= Kasey Hayes =

American bull rider

Kasey Hayes (born August 16, 1985) is an American former professional rodeo cowboy who specialized in bull riding, and competed in the Professional Bull Riders (PBR)'s Built Ford Tough Series tour. He is one of the few riders to come from the PBR's minor league series and win his very first premier series event that same weekend (that being the 2006 Tulsa Express PBR Classic in Tulsa, Oklahoma). Hayes also briefly competed in the Professional Rodeo Cowboys Association (PRCA) and Championship Bull Riding (CBR) circuits. After suffering a major head injury early in his career, Hayes began riding with a protective face mask underneath his cowboy hat. However, by 2010, he was riding with a full helmet.
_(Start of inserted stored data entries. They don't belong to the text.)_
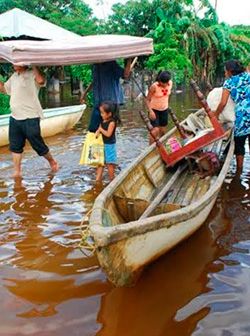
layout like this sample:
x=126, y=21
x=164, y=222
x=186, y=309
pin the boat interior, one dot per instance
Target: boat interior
x=150, y=188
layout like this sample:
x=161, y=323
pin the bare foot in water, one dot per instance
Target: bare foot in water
x=17, y=175
x=54, y=166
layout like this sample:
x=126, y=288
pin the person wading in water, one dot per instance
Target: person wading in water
x=26, y=111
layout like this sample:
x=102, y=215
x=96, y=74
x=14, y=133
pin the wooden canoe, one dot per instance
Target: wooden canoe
x=124, y=242
x=56, y=120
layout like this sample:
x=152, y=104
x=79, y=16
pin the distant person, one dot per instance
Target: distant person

He qualified for the CBR World Finals in 2005 and the PBR World Finals from 2006 through 2010 and 2014 through 2016. He retired from professional bull riding after the 2016 PBR season with pride. Hayes currently resides in Liberal, Kansas.

==Biography==
Raised in the plains of western Kansas, Kasey Hayes topped his first steer at the age of nine. With the guidance of his father, Hayes progressed to junior bulls and then big bulls. He won the bull riding title in the Kansas High School Rodeo Association after two years as reserve champion. At the age of 12, he was badly injured at an open bull riding in Kingman, Kansas. He received a concussion and a fractured skull. The injury put him out for two weeks, and he had ridden with a face mask in every event since; around 2010, he made the transition to a full helmet. Hayes took Tulsa by storm in July 2006, winning the third round with a 90-point ride and earning over $36,000 for the event championship.